Python pandas 'to_sql' throws 'Invalid precision value' error with SQL Server

365 Views Asked by At

I run a Python script weekly that generates a .csv file, which I then manually upload to a Microsoft SQL server. I'm now trying to automate this process by using the pandas to_sql function. However, when I try to do so, I encounter the following error: "('HY104', '[HY104] [Microsoft][ODBC SQL Server Driver]Invalid precision value (0) (SQLBindParameter)')".
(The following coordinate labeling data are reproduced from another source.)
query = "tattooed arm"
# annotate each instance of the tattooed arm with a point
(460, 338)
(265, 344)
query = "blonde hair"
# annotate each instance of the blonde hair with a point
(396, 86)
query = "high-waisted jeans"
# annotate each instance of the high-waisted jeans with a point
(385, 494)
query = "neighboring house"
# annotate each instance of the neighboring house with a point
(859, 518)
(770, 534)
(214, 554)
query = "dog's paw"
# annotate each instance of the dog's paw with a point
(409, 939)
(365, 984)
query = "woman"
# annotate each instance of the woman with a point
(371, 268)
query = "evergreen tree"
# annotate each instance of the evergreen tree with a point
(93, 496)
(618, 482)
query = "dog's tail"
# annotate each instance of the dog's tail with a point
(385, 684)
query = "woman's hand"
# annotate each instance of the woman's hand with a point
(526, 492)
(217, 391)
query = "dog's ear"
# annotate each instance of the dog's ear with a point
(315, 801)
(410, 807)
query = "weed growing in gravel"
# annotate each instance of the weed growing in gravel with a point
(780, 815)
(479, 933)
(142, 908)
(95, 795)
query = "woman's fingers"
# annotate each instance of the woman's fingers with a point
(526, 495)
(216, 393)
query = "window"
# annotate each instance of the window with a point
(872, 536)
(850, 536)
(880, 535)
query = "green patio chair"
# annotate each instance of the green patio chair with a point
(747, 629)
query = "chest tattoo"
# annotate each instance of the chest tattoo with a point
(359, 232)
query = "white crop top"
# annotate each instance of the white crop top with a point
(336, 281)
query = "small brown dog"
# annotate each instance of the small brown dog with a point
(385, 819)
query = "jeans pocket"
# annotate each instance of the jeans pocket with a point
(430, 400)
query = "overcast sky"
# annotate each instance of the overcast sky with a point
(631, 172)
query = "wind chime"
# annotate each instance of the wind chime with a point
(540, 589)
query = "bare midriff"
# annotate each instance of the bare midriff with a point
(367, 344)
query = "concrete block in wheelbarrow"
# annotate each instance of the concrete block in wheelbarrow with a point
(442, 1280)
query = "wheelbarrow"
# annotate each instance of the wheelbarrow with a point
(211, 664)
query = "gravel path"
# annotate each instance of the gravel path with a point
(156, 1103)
To try and identify the source of the problem, I simplified the process and tried to upload a dataframe with a single column to a new table with three columns:

  1. Id (Datatype: INT, Incremental Number, Non-Nullable, Primary Key)
  2. RecordDate (Datatype: datetime, Default Value: Getdate(), Non-Nullable)
  3. MasterPartNo (Datatype: varchar(35), Non-Nullable)
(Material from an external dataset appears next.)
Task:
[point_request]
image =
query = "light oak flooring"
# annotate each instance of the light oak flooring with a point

Here is the Python code I used to do this:

import pandas as pd
import Resources.SQL.Connection.Sql_Connection as sqlCon
from sqlalchemy.exc import DBAPIError
import sqlalchemy
import pyodbc
import functions.Output.DataframePrint as dataPrint


def sql_upload(upload_dataframe):
    try:
        upload_dataframe.to_sql(
            name='test_table',
            con=sqlCon.engine_db2,
            schema='dbo',
            if_exists='append',
            index=False
        )
    except DBAPIError as err:
        print(err.orig)
        print(err.statement)
        print(err.params)
        print("SQLAlchemy version:", sqlalchemy.__version__)
        print("pyodbc version:", pyodbc.version)
        print("pandas version:", pd.__version__)
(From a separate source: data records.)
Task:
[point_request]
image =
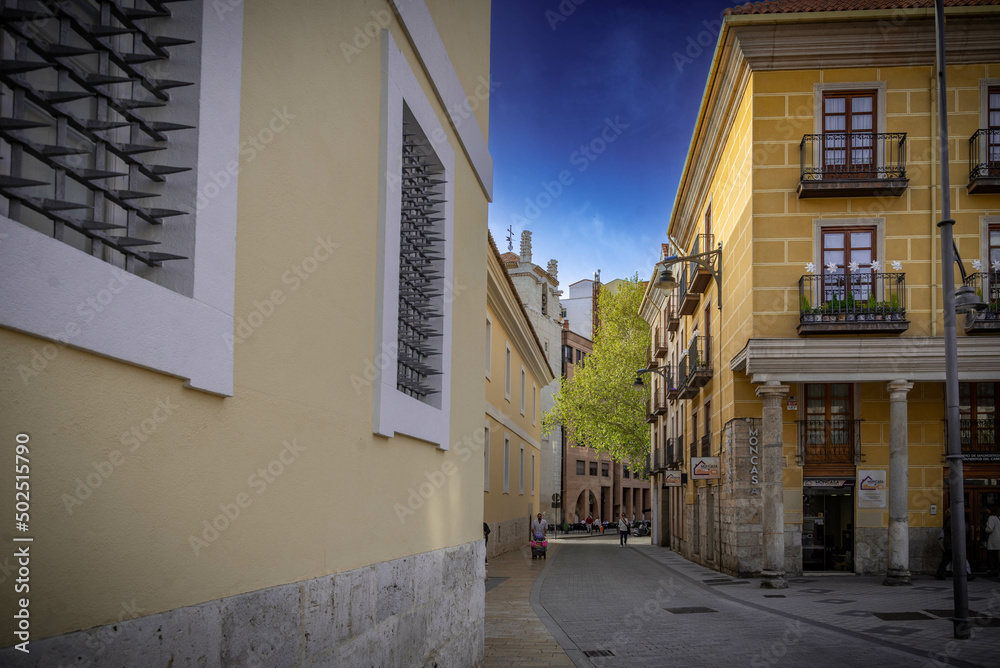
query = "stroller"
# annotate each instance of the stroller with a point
(538, 546)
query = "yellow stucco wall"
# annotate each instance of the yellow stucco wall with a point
(500, 506)
(332, 505)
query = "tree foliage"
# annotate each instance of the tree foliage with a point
(600, 406)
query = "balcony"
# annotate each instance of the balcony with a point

test_data = {'MasterPartNo': ['TEST-TEST']}
dataset = pd.DataFrame(data=test_data)
dataset['MasterPartNo'] = dataset['MasterPartNo'].astype(str(35))

dataPrint.print_dataframe(dataframe=dataset)  # Formats and prints dataframe on the console.

print(dataset.dtypes)

sql_upload(upload_dataframe=dataset)

When running this code, I get the dataset printed as expected and then the following error message:

('HY104', '[HY104] [Microsoft][ODBC SQL Server Driver]Invalid precision value (0) (SQLBindParameter)')
SELECT [INFORMATION_SCHEMA].[TABLES].[TABLE_NAME] 
FROM [INFORMATION_SCHEMA].[TABLES] 
WHERE ([INFORMATION_SCHEMA].[TABLES].[TABLE_TYPE] = CAST(? AS NVARCHAR(max)) OR [INFORMATION_SCHEMA].[TABLES].[TABLE_TYPE] = CAST(? AS NVARCHAR(max))) AND [INFORMATION_SCHEMA].[TABLES].[TABLE_NAME] = CAST(? AS NVARCHAR(max)) AND [INFORMATION_SCHEMA].[TABLES].[TABLE_SCHEMA] = CAST(? AS NVARCHAR(max))
('BASE TABLE', 'VIEW', 'test_table', 'dbo')
SQLAlchemy version: 2.0.19
pyodbc version: 4.0.39
pandas version: 2.0.3

I have tested the connection and I am able to query information out of that database without problems. I'm using PyCharm, SQLAlchemy with an ODBC connection.

Any help would be greatly appreciated.

1

There are 1 best solutions below

0
Douglas Cady On
  1. I added data types when calling the to_sql function
  2. I added a '#' in front of the table name #test_table to indicate that it's a temp table, though this may not be necessary in your case.

Check this list of SQL Alchemy data types to know what to use for your situation.

I am connecting to SQL Server through pyodbc, like in your example.

""" 
Test Inserting a DataFrame into SQL Server database

"""

from sqlalchemy import create_engine, engine
from sqlalchemy.types import String, DateTime, Integer
import pandas as pd


def start_db_engine() -> engine.base.Engine:
    connection_url = f"mssql+pyodbc://{username}:{password}@DSN"
    return create_engine(connection_url)


def main() -> int:
    engine = start_db_engine()
    
    with engine.connect() as conn:
        dataset = pd.DataFrame({
            'Id': [4, 5, 6],
            'RecordDate': ['08/23/2023', '08/24/2023', '08/25/2023'],
            'MasterPartNo': ['part1', 'part2', 'part3']
        })
        dataset['RecordDate'] = pd.to_datetime(dataset['RecordDate'])
        
        dtypes = {'Id': Integer, 
                  'RecordDate': DateTime, 
                  'MasterPartNo': String(35)}
        dataset.to_sql(name="#test_table", con=conn, if_exists='replace', index=False, dtype=dtypes)
        
        test_table = pd.read_sql_query("select * from #test_table", conn)
        print(test_table)
        print(dataset.equals(test_table))
        

if __name__ == '__main__':
    main()